As the title track from Dwight Yoakam’s forthcoming album jangles by, you’re reminded, all at once, of the crossover appeal that his cowpunk rebellion held some three decades back.
Guitars, Cadillacs, Etc., Etc. arrived like a lightning bolt out of the blue in 1986, and not just because it eschewed the synth-driven gloss of the day. If the Band served as fathers of Americana, then Dwight Yoakam surely served as the cool cousin — the one who got it into plenty of adolescent trouble.

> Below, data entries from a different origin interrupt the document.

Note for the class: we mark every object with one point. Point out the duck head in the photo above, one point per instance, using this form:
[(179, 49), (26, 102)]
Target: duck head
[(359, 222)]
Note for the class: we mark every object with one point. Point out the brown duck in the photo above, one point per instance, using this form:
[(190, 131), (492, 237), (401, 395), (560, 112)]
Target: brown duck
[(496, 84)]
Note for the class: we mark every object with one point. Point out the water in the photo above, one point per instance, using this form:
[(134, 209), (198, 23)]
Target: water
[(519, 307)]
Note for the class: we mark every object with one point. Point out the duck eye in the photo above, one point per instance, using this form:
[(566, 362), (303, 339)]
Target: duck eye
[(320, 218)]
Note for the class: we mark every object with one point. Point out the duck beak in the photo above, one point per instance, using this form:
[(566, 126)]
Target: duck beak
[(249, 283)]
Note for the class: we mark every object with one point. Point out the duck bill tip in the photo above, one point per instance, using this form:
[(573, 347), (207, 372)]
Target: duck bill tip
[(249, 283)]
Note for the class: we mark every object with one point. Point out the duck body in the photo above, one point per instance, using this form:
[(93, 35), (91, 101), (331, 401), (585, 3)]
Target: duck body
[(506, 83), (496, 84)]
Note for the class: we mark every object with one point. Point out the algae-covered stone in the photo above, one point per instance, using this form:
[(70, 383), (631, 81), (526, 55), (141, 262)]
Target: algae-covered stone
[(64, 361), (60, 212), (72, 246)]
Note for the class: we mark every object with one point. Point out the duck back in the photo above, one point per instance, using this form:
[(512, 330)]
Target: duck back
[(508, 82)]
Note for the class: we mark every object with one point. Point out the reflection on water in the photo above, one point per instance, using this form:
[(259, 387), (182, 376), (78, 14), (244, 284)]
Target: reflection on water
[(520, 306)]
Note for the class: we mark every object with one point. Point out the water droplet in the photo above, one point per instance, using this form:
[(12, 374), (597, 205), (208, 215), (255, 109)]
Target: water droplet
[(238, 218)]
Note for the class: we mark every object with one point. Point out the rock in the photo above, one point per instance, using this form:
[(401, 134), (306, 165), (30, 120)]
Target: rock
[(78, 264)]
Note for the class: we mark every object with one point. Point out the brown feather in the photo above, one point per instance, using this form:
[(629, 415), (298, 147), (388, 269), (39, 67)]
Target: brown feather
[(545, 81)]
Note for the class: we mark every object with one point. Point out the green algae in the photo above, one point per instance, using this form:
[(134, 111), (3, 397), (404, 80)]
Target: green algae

There was an attitude about Dwight Yoakam, an endlessly complex figure who had the cool detachment of the great early rockers, the emotional complexity of the next generation that succeeded them and the steel-toed fatalism of every great country star who followed thereafter. Cool clothes, too. And “Second Hand Heart” shows, all over again, that he still does.
On one level, it sounds like the Byrds. On another, Buck Owens. On another still, Gene Vincent. Keep going. At bottom, there’s something unquantifiable, something uniquely Dwight Yoakam — a singer-songwriter who can turn a survivor’s tale with a single hurt yelp. Pulling back these layers is part of the delicious mystery surrounding classic Yoakam moments like this one, as two lovers wrestle over whether they should even start down the road to certain pain.
In the end, it seems like they might — and who can blame them with a warm wind like Dwight Yoakam at their backs? He places a jolting final line in her mouth that could have come from a dog-eared poetry book, it’s so agelessly unique, so powerfully resonant. And then, he’s gone.
‘Second Hand Heart,’ due on April 14, 2015 via Reprise Records, features seven other originals, as well as an upbeat new take on “Man of Constant Sorrow.” Chris Lord-Alge co-produced, with Yoakam. This is his first new album since 2012’s ‘Three Pears,’ the sessions for which produced the earliest inspiration for this title track.